“İnsan sevebileceği birini buluncaya kadar kaç kişiyi sevdiğini zannediyor? Türlüsünü gördüm. Neticede bir kadından hepsi aynı şeyi istiyor. Yalnızım. Düşünürseniz ne var hayatımda benim?”
Türkân Şoray’ın dudaklarından dökülen bu cümleler, 1983 yapımı Mine filminden. Necati Cumalı, Deniz Türkali ve Atıf Yılmaz’ın, Cumalı’nın aynı isimdeki eşsiz oyunundan senaryolaştırdığı, bir Ege taşrasında erkeklerin kokuşmuşluğuyla boğuşan Mine’nin hikâyesi. Aynı zamanda “Şoray kanunlarını yıktığı” ilk film olarak da biliniyor:
“Böyle bir dönemde benim hâlâ kenarda oturup ‘Hayır, ben öpüşmem’ demem olur mu? Çağa uymam lazım. Ne yapabilirim diye düşündüm. Ondan sonra Atıf Yılmaz’ın ‘Mine’ diye kadın özgürlüğünü anlatan filmi vardı. O sahne çekilirken yönetmenimiz Atıf Yılmaz’a ‘İçimden öldüreceğim seni. Hadi tamam artık bitir’ diyordum. Sevişme sahnesi çekildi. Türkan Şoray Kanunları’nı kendiliğinden feshettik.”
Mine, 1983
Şoray’ın kanunları da Türkiye’de 80 sonrası yükselen kadın özgürlük mücadelesiyle eş zamanlı yıkılıyor desek yanlış olmaz.

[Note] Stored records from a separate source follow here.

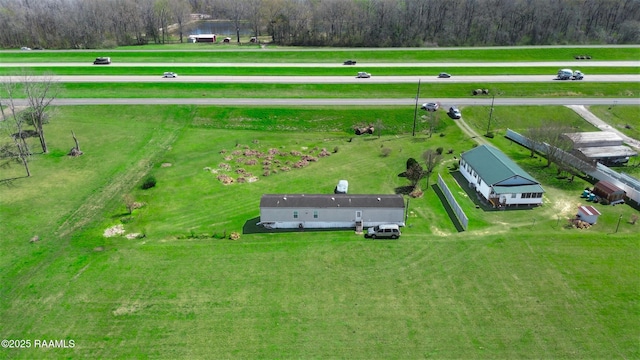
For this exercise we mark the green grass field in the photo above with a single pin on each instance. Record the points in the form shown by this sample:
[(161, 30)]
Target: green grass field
[(517, 284), (212, 53), (335, 91)]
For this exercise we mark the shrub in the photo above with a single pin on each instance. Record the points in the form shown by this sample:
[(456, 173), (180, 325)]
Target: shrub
[(149, 182)]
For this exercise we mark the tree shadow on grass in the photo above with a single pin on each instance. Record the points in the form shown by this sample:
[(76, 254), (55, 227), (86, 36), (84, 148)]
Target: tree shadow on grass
[(9, 182), (448, 208), (251, 227)]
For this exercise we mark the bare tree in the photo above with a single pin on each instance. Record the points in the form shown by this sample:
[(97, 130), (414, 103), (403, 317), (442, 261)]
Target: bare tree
[(13, 124), (431, 159), (40, 92), (549, 140)]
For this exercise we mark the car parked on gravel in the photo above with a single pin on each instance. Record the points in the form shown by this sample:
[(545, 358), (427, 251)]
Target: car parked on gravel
[(385, 231), (430, 106), (102, 61), (454, 112)]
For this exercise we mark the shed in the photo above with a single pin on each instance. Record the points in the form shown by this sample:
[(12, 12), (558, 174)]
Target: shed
[(609, 191), (202, 38), (290, 211), (588, 214), (594, 139)]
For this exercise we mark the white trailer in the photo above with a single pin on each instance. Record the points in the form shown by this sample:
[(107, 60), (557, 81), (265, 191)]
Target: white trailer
[(565, 74), (568, 74)]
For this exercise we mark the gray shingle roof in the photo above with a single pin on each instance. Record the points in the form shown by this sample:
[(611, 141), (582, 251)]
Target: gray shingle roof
[(330, 201)]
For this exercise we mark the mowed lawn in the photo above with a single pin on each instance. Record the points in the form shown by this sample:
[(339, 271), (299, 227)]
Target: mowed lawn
[(517, 284)]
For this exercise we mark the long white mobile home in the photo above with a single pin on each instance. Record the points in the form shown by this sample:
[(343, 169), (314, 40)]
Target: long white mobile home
[(278, 211)]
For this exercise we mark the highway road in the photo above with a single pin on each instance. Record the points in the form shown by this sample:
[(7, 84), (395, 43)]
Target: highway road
[(330, 79), (445, 102), (359, 66)]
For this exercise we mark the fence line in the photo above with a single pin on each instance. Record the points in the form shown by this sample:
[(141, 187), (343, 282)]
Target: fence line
[(462, 217)]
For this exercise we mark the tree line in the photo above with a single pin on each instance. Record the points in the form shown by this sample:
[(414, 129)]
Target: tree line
[(71, 24)]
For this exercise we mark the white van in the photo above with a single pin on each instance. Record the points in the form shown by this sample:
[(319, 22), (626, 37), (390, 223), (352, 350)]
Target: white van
[(385, 231), (342, 187)]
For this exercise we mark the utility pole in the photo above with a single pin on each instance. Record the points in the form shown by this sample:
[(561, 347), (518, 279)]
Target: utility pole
[(415, 111), (490, 114)]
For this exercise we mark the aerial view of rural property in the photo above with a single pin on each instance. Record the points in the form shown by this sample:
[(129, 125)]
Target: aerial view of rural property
[(320, 179)]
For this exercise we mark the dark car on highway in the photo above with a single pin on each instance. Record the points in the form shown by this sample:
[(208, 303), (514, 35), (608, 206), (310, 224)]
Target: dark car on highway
[(102, 61)]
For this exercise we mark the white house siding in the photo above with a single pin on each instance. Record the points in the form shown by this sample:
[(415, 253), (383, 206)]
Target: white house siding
[(474, 180), (519, 200), (334, 217), (487, 192)]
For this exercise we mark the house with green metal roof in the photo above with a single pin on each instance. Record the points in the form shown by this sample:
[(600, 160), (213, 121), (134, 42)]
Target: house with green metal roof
[(498, 179)]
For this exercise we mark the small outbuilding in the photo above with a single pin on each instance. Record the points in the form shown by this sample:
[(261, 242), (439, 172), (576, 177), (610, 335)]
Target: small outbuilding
[(609, 191), (202, 38), (588, 213)]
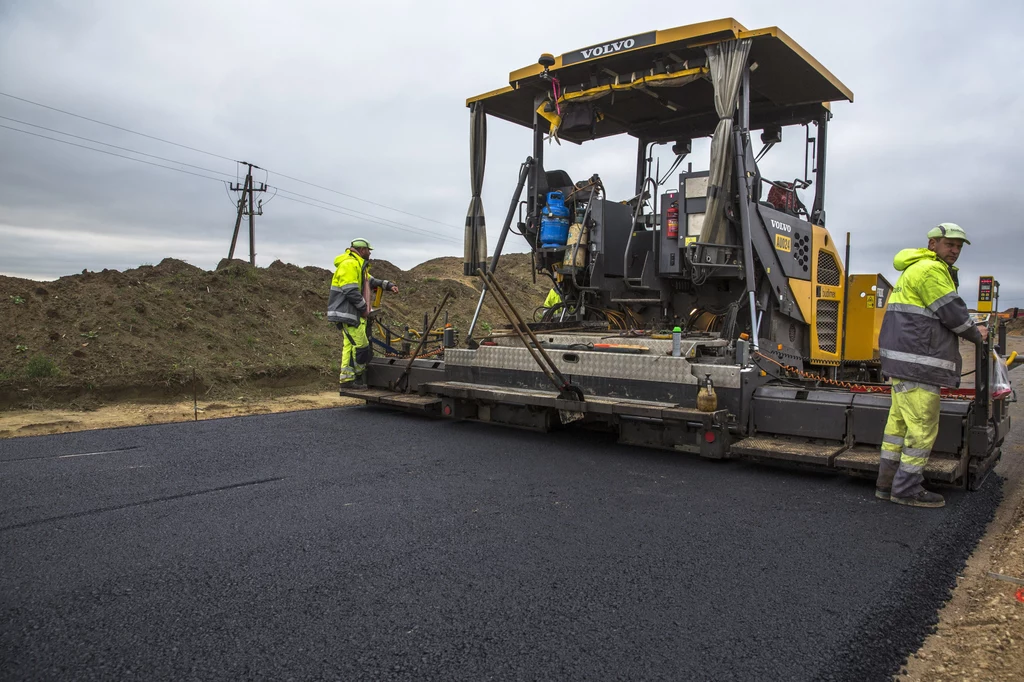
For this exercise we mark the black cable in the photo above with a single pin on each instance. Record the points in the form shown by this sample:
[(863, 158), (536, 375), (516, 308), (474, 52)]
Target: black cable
[(123, 148), (345, 208), (359, 199), (92, 148), (218, 156), (367, 217), (111, 125), (439, 237)]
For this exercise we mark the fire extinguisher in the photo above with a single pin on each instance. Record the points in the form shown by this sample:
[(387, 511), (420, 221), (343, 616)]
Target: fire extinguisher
[(672, 226)]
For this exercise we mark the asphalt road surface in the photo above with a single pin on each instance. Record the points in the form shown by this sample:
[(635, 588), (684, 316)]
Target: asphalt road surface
[(363, 544)]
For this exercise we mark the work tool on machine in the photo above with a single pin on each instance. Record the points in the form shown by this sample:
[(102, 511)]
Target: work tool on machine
[(770, 330), (401, 383), (566, 390)]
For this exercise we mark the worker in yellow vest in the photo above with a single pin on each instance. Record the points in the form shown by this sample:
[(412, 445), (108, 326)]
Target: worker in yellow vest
[(920, 348), (348, 306), (553, 299)]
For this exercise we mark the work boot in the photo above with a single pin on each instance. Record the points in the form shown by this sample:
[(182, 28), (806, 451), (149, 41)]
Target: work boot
[(922, 499), (884, 483)]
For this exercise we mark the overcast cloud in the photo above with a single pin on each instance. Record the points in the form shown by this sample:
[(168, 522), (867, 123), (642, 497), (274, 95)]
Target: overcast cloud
[(371, 102)]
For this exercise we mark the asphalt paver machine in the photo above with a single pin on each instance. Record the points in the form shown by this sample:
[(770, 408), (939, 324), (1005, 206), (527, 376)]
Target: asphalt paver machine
[(711, 315)]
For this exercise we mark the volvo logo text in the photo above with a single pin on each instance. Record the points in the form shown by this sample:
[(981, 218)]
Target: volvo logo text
[(608, 48)]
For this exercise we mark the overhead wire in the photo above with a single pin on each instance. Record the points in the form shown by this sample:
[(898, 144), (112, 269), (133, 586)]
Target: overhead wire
[(359, 213), (343, 210), (385, 224), (219, 156), (113, 154), (116, 146), (359, 199), (111, 125)]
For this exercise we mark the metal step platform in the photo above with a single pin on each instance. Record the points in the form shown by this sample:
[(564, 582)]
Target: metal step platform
[(427, 405), (940, 467), (787, 450)]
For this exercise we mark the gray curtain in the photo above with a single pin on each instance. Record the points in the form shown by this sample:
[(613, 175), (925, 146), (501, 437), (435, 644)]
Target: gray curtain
[(475, 242), (727, 61)]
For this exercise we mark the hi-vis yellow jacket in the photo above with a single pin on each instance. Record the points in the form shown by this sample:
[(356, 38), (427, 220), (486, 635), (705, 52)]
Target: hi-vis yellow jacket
[(918, 341), (348, 289)]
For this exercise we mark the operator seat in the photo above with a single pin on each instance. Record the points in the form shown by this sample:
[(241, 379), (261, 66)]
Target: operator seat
[(782, 197), (557, 180)]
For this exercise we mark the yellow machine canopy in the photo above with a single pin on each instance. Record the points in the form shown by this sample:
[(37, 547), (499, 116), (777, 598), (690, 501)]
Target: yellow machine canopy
[(655, 85)]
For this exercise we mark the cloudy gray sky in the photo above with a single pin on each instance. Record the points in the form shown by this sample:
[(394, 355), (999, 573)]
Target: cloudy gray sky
[(370, 102)]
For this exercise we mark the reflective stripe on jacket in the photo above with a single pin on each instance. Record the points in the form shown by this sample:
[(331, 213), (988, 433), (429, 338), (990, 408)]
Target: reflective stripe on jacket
[(346, 303), (918, 341)]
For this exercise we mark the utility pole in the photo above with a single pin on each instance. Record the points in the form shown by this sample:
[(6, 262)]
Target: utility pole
[(246, 208)]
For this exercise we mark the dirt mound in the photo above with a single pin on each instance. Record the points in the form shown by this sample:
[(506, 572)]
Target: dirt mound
[(140, 333)]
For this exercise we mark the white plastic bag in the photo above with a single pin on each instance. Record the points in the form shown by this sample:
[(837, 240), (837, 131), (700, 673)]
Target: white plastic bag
[(999, 377)]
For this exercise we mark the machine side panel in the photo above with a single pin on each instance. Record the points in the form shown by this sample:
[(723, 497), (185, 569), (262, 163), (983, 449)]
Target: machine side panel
[(792, 239), (609, 236)]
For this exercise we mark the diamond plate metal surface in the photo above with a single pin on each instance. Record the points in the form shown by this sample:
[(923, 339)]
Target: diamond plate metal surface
[(596, 364)]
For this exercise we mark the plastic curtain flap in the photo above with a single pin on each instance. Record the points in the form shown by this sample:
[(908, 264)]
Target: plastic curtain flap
[(727, 61), (475, 241)]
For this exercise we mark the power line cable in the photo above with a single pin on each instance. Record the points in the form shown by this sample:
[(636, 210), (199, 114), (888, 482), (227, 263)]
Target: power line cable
[(326, 208), (113, 154), (390, 208), (345, 208), (218, 156), (111, 125), (367, 217), (123, 148)]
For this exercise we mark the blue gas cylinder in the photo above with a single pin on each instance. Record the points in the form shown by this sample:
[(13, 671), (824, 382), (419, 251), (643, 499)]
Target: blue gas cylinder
[(554, 221)]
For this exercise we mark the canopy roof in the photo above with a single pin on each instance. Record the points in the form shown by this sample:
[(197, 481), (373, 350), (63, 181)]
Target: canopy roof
[(644, 85)]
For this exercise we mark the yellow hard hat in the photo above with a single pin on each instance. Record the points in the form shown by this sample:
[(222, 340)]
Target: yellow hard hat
[(948, 229)]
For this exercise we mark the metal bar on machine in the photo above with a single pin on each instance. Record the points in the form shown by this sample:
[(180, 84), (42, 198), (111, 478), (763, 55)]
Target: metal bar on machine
[(743, 182), (522, 336), (846, 299), (552, 370), (423, 340), (523, 173)]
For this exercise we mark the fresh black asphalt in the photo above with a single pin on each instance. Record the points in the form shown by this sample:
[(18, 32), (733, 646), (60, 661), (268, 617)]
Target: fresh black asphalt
[(364, 544)]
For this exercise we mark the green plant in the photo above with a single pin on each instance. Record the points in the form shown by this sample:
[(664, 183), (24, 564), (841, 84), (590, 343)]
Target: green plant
[(40, 367)]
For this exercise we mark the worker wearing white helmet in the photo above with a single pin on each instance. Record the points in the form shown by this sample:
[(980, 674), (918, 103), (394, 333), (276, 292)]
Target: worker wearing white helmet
[(348, 306), (920, 348)]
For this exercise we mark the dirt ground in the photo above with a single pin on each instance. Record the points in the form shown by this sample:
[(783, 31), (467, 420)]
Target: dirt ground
[(94, 338), (980, 635), (118, 349)]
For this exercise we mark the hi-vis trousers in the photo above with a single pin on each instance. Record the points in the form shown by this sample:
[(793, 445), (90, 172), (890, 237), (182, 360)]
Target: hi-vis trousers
[(909, 434), (355, 351)]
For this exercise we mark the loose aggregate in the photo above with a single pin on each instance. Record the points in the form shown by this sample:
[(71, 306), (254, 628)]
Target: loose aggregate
[(365, 544)]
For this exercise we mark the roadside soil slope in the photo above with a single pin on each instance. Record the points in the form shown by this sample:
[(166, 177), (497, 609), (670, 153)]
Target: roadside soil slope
[(140, 334), (113, 349)]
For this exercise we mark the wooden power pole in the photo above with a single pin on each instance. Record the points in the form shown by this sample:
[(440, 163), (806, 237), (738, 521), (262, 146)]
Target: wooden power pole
[(246, 208)]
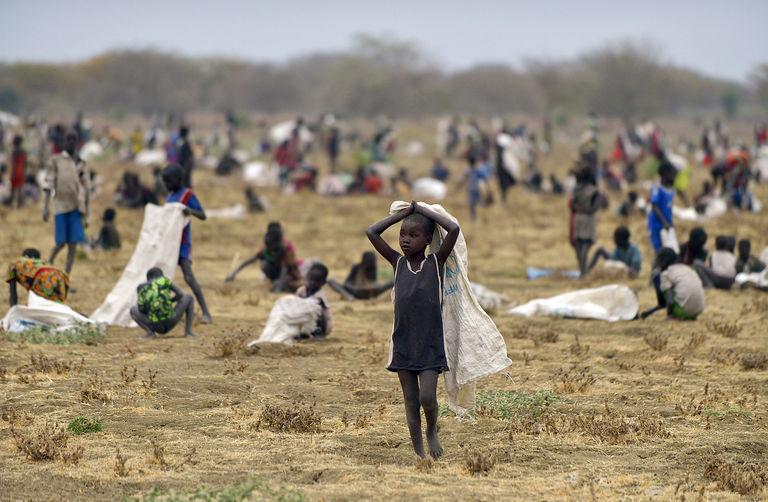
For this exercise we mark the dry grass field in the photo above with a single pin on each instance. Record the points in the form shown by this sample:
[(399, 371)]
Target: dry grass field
[(589, 410)]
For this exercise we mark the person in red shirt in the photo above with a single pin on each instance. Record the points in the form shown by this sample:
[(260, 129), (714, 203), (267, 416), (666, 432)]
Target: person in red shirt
[(18, 170)]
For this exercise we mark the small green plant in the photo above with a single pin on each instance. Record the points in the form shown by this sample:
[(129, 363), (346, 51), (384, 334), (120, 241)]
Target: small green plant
[(88, 334), (246, 490), (84, 425)]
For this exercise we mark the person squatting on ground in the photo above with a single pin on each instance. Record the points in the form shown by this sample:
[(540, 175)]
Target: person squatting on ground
[(361, 283), (625, 252), (278, 261), (418, 350), (68, 182), (586, 201), (678, 288), (313, 288), (34, 275), (155, 312), (173, 179)]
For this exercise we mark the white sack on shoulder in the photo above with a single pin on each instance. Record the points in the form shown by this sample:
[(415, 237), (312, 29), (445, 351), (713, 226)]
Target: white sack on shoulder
[(290, 317), (474, 347), (608, 303), (158, 246), (40, 311)]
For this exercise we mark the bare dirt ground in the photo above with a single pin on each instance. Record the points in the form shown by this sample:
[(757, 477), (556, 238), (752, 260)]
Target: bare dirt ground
[(592, 409)]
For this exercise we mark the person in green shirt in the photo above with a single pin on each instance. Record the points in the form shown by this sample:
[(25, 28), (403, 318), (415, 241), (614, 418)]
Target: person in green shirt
[(155, 311)]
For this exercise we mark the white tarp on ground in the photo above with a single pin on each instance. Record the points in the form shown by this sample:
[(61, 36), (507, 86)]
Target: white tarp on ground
[(39, 311), (473, 345), (158, 246), (714, 209), (608, 303), (154, 157), (290, 317), (430, 189)]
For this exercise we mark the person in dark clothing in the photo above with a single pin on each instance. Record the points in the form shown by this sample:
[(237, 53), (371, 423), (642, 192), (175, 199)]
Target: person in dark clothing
[(186, 157)]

Elleri titreye titreye çektiği o sahneden sonra gelen Bir Sevgi İstiyorum, Metres, Körebe, Bir Kadın Bir Hayat, Rumuz Goncagül, Yerçekimli Aşklar, Gramafon Avrat, Ada, Ölü Bir Deniz gibi dört başı mağrur onlarca kadın hikâyesi gibi… Onun sözleriyle “Yeşilçam’ın edilgen kızından Türk sinemasının etken/özne kadın karakterlerine” uzanan, serin ve sağlam bir yol…
Üstelik, dönüşümü yalnızca kamera önüyle de sınırlı değil. Yeşilçam’ın dört yapraklı yoncasıyken 80 sonrası politik filmlerde hem başrole hem de kamera arkasına geçişi, hatta yoncanın tek yönetmeni oluşu da bu yolun bir parçası.
Dönüş, Azap, Bodrum Hâkimi ve Yaşar Kemal'in eserine Şerif Gören ile birlikte imza attığıYılanı Öldürseler gibi politik filmler ile 2015 yılında çektiği, senaryosunu Onur Ünlü’nün yazdığı Uzaklarda Arama filminin de yönetmeni aynı zamanda.
Sayılabildiği kadarıyla, 1960 yapımı “Köyde Bir kız Sevdim”den bu yanda 222 filmde rol almış nevi şahsına münhasır tarihî bir portreden bahsediyoruz.
Güzelliğiyle mazhar olduğu “Sultan”dan daha fazlası Türkân Şoray; devasa bir sinema çınarı. Yine de şanına yaraşır bir Sultan gibi kudretli, görkemli ve elbette ziyadesiyle münevver…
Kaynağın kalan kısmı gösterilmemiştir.